Normalisasi Ciliwung: Program Pembebasan Lahan Picu Kekhawatiran Warga Pengadegan

Normalisasi Ciliwung: Program Pembebasan Lahan Picu Kekhawatiran Warga Pengadegan

Pemerintah Provinsi (Pemprov) DKI Jakarta tengah menjalankan program normalisasi Sungai Ciliwung yang meliputi pembebasan lahan di sejumlah wilayah rawan banjir. Program yang menargetkan tiga wilayah utama, yakni Pengadegan, Cawang, dan Bidara Cina, ini telah memicu kekhawatiran di kalangan warga, khususnya terkait besaran kompensasi yang akan diterima. Pembebasan lahan ini mencakup total 634 bidang tanah dengan luas keseluruhan mencapai 12,908 hektar, rinciannya: 411 bidang di Cawang (58.946 m²), 162 bidang di Bidara Cina (57.035 m²), dan 61 bidang di Pengadegan (13.101 m²). Gubernur DKI Jakarta, Pramono Anung, menegaskan komitmen pemerintah untuk menyelesaikan pembebasan lahan ini guna mempercepat proses normalisasi sungai dan mengurangi risiko banjir di masa mendatang.
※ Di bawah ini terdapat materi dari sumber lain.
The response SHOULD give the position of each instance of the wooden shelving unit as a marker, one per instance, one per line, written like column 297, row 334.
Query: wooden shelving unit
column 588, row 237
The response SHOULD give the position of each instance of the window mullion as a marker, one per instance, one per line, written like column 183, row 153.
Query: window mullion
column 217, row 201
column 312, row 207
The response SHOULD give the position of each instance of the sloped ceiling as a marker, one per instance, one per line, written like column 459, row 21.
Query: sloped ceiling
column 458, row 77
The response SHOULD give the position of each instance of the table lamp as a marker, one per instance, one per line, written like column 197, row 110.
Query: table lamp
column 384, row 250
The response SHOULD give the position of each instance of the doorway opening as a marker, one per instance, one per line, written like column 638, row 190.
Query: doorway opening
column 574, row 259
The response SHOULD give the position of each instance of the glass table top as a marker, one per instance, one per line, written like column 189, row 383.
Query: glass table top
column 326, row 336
Namun, di balik ambisi proyek normalisasi tersebut, muncul keresahan di tengah masyarakat. Warga Pengadegan, misalnya, mengungkapkan kekhawatiran mereka akan keadilan kompensasi. Faradilla (22), salah satu warga Pengadegan yang tinggal di bantaran Kali Ciliwung, mengaku khawatir kompensasi yang diberikan tidak sesuai dengan nilai aset dan hak ahli waris. Keluarga Faradilla, yang terdiri dari tujuh ahli waris, hanya satu yang bertempat tinggal di lokasi yang akan terkena pembebasan lahan. Meskipun berharap program ini akan mengurangi risiko banjir yang kerap melanda permukiman mereka, Faradilla menekankan pentingnya kepastian kompensasi yang adil, terutama karena kondisi ekonomi keluarga dan kebutuhan pendidikan adiknya. Ia mengungkapkan adanya informasi yang belum terverifikasi dari pihak kelurahan terkait jumlah unit rumah susun sederhana sewa (rusunawa) yang akan diberikan kepada setiap ahli waris. Ketidakjelasan informasi ini semakin memperkuat kekhawatiran warga akan potensi kerugian yang lebih besar.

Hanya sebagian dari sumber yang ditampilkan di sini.